Other causes of an underactive thyroid include surgery and radioactive iodine used to treat Graves’ disease or thyroid nodules, some medications or a congenital hypothyroidism where a baby is born without a thyroid or only a partly-formed thyroid.
Who is most likely to get hypothyroidism?
Hypothyroidism is more common in women, especially those over the age of 60. Women are five to eight times as likely than men to have thyroid problems. Other risk factors include a family history of thyroid disease, if you have an autoimmune disease such as Celiac disease or Type 1 diabetes, as well as if you are pregnant or had a baby within the past six months.
How is it that Graves’ disease causes or is connected to hyperthyroidism?

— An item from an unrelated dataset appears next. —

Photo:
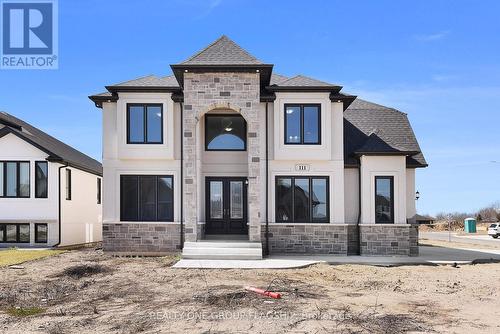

Graves’ disease is the most common cause of an overactive thyroid (hyperthyroidism) and is responsible for about 70 percent of cases. Graves’ disease is an autoimmune illness such as Hashimoto’s thyroiditis. In Graves’ disease though, the antibodies made by the immune system bind to the thyroid cells and stimulate those cells to overproduce and release excessive amounts of thyroid hormones in the blood stream.
Like with hypothyroidism, Graves’ disease tends to run in families and is more common in women.
When is it necessary to have surgery for hyperthyroidism?
There are a few different options to treat hyperthyroidism; these include medications, radioactive iodine and surgery. Medications known as antithyroid agents such as methimazole block the thyroid gland from making thyroid hormones. In up to 30 percent of patients with Graves’ disease, these medications can cause long-lasting remission after 12 to 18 months.
Surgery where all or most of the thyroid gland is removed is a definitive method of treating hyperthyroidism. Surgery is recommended in patients who have a side effect with the antithyroid medications or in whom these drugs are ineffective. The antithyroid drugs do not lead to remission when the cause of the hyperthyroidism is an overactive thyroid nodule. These patients are usually treated with surgery or radioactive iodine for definitive management.